Artist Profile: U-M alum Gisela McDaniel and the language of art

Content Warning: sexual assault

Gisela McDaniel grew up in predominantly white spaces: She was born on a military base in Bellevue, Neb., to a Chamorro mother who was a sociology professor teaching race and ethnicity and a white father enlisted in the Navy. On a recent Monday afternoon, the Art & Design alum spoke about how being raised with a pervasive awareness of her Indigenous heritage transformed her approach to painting.

Rather than becoming fixated on the crosscurrents of the art world and its western preference for flattening its subjects into fetishized objects of beauty, McDaniel said she has always seen her artistic process as an opportunity to break the silence and amplify marginalized stories.

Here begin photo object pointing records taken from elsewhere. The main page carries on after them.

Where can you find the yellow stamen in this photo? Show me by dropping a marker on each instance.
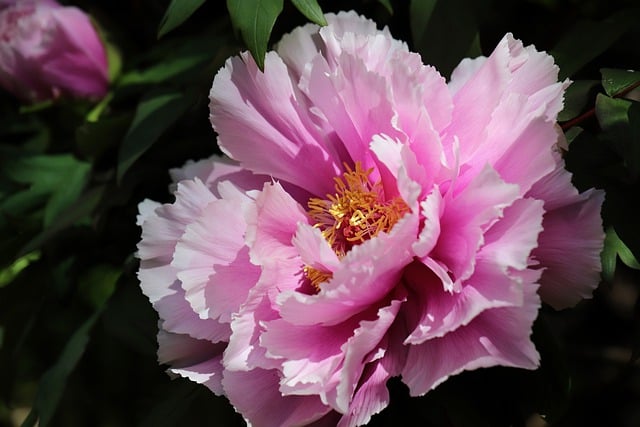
(357, 212)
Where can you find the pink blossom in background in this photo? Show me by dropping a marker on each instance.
(371, 221)
(48, 50)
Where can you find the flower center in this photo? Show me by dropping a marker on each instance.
(356, 212)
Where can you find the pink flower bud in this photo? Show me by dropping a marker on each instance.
(48, 51)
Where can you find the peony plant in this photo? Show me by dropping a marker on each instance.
(48, 50)
(370, 221)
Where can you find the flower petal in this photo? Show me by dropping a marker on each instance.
(495, 337)
(263, 122)
(570, 245)
(256, 396)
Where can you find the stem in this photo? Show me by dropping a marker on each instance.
(588, 114)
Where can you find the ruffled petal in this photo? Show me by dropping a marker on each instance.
(495, 337)
(198, 360)
(569, 247)
(255, 394)
(366, 275)
(213, 262)
(265, 125)
(162, 227)
(510, 70)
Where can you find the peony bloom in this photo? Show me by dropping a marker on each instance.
(371, 221)
(47, 50)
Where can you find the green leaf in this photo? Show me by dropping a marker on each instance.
(616, 81)
(75, 212)
(614, 118)
(157, 111)
(612, 113)
(420, 11)
(99, 283)
(255, 19)
(177, 12)
(586, 40)
(56, 180)
(11, 272)
(53, 381)
(614, 247)
(455, 21)
(311, 9)
(387, 5)
(576, 98)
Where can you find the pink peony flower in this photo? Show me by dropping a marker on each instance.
(374, 221)
(47, 50)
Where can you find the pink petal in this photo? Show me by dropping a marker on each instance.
(365, 276)
(161, 229)
(213, 261)
(198, 360)
(495, 337)
(244, 351)
(272, 225)
(353, 101)
(508, 246)
(511, 69)
(465, 218)
(314, 249)
(214, 170)
(263, 122)
(569, 247)
(256, 396)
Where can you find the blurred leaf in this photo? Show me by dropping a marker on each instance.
(94, 138)
(573, 133)
(94, 114)
(98, 284)
(53, 381)
(166, 69)
(177, 12)
(616, 81)
(254, 19)
(611, 112)
(455, 21)
(613, 117)
(155, 113)
(420, 12)
(614, 248)
(586, 40)
(58, 179)
(114, 61)
(576, 98)
(311, 10)
(38, 106)
(9, 273)
(387, 5)
(78, 210)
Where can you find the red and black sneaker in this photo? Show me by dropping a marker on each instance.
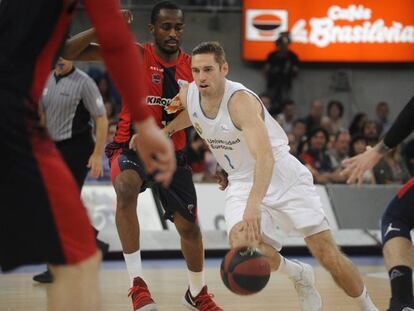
(203, 301)
(141, 297)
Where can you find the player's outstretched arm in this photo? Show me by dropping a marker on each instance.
(182, 120)
(400, 129)
(83, 47)
(355, 167)
(123, 62)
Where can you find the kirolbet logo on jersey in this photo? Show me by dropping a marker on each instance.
(265, 25)
(157, 100)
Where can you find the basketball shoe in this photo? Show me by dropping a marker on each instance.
(141, 297)
(309, 298)
(203, 301)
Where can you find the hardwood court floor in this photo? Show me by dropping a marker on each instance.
(19, 292)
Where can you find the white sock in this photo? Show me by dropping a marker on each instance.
(290, 268)
(365, 301)
(196, 281)
(134, 265)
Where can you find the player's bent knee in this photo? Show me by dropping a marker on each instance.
(127, 189)
(187, 230)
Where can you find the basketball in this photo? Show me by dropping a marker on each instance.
(245, 271)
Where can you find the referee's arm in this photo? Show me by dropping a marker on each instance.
(94, 104)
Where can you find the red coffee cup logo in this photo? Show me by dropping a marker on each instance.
(265, 25)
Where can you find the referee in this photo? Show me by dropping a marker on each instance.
(71, 102)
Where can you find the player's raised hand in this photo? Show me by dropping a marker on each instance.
(156, 151)
(355, 167)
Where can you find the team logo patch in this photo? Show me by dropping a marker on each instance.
(156, 78)
(198, 128)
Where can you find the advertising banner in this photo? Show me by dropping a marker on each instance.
(331, 30)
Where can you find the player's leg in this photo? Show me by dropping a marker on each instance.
(344, 272)
(301, 274)
(55, 227)
(75, 286)
(180, 204)
(300, 210)
(75, 153)
(127, 177)
(398, 250)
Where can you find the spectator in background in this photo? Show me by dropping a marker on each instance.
(316, 157)
(340, 149)
(313, 120)
(356, 123)
(357, 146)
(103, 85)
(371, 132)
(288, 116)
(281, 66)
(335, 113)
(392, 169)
(382, 111)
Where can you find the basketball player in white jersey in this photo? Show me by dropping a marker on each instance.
(267, 187)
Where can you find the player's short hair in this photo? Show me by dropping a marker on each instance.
(211, 47)
(168, 5)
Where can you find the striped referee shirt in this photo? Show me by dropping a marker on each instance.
(69, 101)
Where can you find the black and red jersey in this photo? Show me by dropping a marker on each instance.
(163, 81)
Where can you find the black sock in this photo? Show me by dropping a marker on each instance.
(401, 280)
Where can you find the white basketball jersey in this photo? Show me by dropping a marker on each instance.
(225, 140)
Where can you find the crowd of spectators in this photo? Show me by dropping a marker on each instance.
(321, 140)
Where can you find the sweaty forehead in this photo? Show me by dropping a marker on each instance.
(170, 16)
(203, 60)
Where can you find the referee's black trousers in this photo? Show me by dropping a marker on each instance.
(76, 152)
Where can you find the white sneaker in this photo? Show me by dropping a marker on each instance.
(309, 298)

McDaniel said that from the moment she started creating, she reformulated color as a place where a body in exile could emerge while talking back to the viewer.

“I really don’t like to focus on the violence in these stories because I think that’s done enough,” she said in an interview with The Daily. “Especially in art, we see these violent moments painted but it’s not about that. What I’m so interested in is how people move forward and how people are resilient through these events.”

McDaniel says she first used the language of art to articulate and anatomize her life experiences. This extends all the way back to her girlhood in Cleveland, Ohio, where she says she “struggled with language growing up.”